Discovered in 2015, Alaskapox primarily affects small mammals like voles and shrews. It belongs to the orthopoxvirus genus, which includes more well-known viruses like smallpox and monkeypox. Thankfully, unlike its infamous cousins, Alaskapox has historically caused only mild illness in humans, with just seven reported cases since its discovery.

The First Death

The recent fatality involved an elderly immunocompromised man from the Kenai Peninsula. While the exact source of his infection remains under investigation, officials suspect it might have come from a scratch from his pet cat, which often hunted small animals. Despite initial misdiagnosis as cowpox, further testing confirmed Alaskapox as the culprit.

Cause for Concern?

While this death is tragic, it’s essential to understand the context. This individual’s compromised immune system likely played a significant role in the severity of his illness. Additionally, there’s no evidence of human-to-human transmission of Alaskapox to date.

What Should You Do?

Here’s what you can do to stay informed and protect yourself:

  • Stay updated: Follow reliable sources like the Alaska Department of Health & Social Services and the CDC for the latest information.
  • Practice good hygiene: Wash your hands frequently, especially after contact with animals or the outdoors.
  • Be aware of symptoms: If you experience flu-like symptoms and develop skin lesions, consult your doctor, especially if you’ve had recent contact with small mammals.
  • Avoid unnecessary risk: If you work or spend time outdoors, consider wearing protective clothing and gloves when handling potentially infected animals.
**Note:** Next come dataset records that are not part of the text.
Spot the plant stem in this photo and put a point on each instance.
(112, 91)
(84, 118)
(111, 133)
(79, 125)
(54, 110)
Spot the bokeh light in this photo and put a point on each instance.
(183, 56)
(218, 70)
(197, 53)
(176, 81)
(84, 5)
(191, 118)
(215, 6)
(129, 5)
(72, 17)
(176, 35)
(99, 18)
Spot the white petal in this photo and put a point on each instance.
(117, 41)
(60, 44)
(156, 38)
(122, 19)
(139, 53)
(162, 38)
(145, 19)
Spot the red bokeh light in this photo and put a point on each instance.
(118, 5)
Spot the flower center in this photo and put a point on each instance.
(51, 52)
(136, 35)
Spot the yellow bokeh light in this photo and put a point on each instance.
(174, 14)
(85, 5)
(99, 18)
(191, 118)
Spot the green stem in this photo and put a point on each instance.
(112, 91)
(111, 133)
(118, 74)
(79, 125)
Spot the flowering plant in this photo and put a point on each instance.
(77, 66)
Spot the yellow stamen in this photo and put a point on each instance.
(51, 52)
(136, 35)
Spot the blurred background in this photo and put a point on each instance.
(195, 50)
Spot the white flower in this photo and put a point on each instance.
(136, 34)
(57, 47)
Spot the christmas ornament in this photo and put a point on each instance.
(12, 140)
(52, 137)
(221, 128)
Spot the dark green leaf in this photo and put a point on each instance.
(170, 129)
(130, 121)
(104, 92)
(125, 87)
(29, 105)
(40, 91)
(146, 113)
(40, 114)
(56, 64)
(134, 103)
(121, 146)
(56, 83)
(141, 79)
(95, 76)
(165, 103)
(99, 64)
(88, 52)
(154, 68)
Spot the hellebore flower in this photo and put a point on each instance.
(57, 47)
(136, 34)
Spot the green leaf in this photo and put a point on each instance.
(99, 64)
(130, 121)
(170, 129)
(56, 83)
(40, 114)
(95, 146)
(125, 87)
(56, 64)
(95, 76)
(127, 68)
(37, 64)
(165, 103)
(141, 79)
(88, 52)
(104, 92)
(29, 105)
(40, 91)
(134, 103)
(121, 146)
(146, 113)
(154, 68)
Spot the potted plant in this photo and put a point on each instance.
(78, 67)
  • The risk of contracting Alaskapox for the general public remains low.
  • There’s currently no vaccine or specific treatment available, but supportive care can manage symptoms.
  • Continued research is crucial to understand the virus better and develop potential interventions.

By staying informed and practicing sensible precautions, we can navigate this situation responsibly and avoid unnecessary fear. If you have further questions or concerns, don’t hesitate to reach out to your healthcare provider.